Mais le monde est devenu tellement dingue que, désormais, certain·es font semblant d'avoir un partenariat avec une marque de luxe. C'est aussi simple que de remercier Chanel ou Vuitton en légende de votre photo pour avoir l'air d'être quelqu'un d'important. (Rappelons qu'il n'y a pas si longtemps, le but était inverse: accepter un partenariat avec une marque se faisait discrètement, de façon planquée, sans l'ébruiter.)

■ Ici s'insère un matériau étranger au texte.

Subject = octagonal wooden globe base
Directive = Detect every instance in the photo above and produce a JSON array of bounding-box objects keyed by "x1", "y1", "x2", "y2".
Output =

Chiffres et partenariats ne sont pas les seules choses que l'on peut faker sur Instagram. On peut tout falsifier. Ainsi, l'instagrammeuse Gabbie Hanna a réussi à faire croire à 3 millions de membres qu'elle séjournait à Coachella pendant plusieurs jours. Elle a ensuite publié une vidéo pour montrer par quels procédés elle avait truqué toutes ses images et vidéos. Mieux: vous pouvez en faire autant. Le site Fakeavacation (falsifie tes vacances) propose aux personnes qui ne maîtrisent pas Photoshop de créer de faux clichés. Il suffit de choisir sa destination. (J'ai d'abord cru à un canular, d'autant que les montages sont mal foutus, mais il semblerait que ce soit vrai. De toute façon, même si c'était faux, une personne s'empresserait aussitôt de le faire pour de vrai.) Le service vous en coûtera environ 50 dollars (44,7 euros).
Images issues du site Fakeavacation.
L'Obs relaie également qu'à New York a ouvert fin 2018 un appart instagrammo-compatible à louer pour y prendre des photos, et que la société russe Private Jet Studio propose, elle, de prendre la pause dans un jet privé qui ne décolle pas du tarmac (comptez 212 euros de l'heure).
Vive le moche
Ça me dégoûte. Au sens premier. Jusqu'à la nausée. Ça me fait regretter les photos de ma jeunesse, celles avec les points rouges dans les yeux à cause du flash. Justement. Il semblerait que les ados aient la même réaction. Peut-être aussi parce qu'Instagram leur semble un truc de vieux: la jeunesse change radicalement les usages du réseau. Sur ce sujet, je vous conseille la lecture en anglais d'un très bon article de The Atlantic qui annonce la fin des murs roses et des macarons pastels. Les ados reviendraient aux photos brutes, sans filtre et sans retouche.
Dans mes bras jeune fille!
Les ados iraient même plus loin en cherchant à désembellir leurs photos, d'après l'article. Kurt Cobain aurait approuvé ce message (qui va très bien avec leur mode des joggings moches et des blousons de ski, d'ailleurs –aucun jugement négatif de ma part, j'ai toujours dit que je ne pourrais pas vivre dans un monde d'où la laideur aurait été bannie).
Un consultant expert en stratégie explique à la journaliste que l'esthétique dominante d'Instagram qui primait jusqu'ici est finie. Tout passe, tout lasse. Les Instagrammeuses de 25 ans qui gagnaient leur vie grâce à des partenariats sont donc déjà passées de mode. (Vous sentez comme une pointe de jubilation de vieille peau? C'est normal.) Leur compte s'amenuiserait chaque mois, les photos de leurs ongles manucurés tenant une tasse de café nappé d'une mousse en cœur n'agrègeraient plus les likes. Monde cruel.
Vivement un filtre qui permettrait de rougir les yeux, brûlés au flash comme on le découvrait au siècle passé après développement de la pellicule (J'écris ça en étant à peu près certaine que cet effet existe déjà.)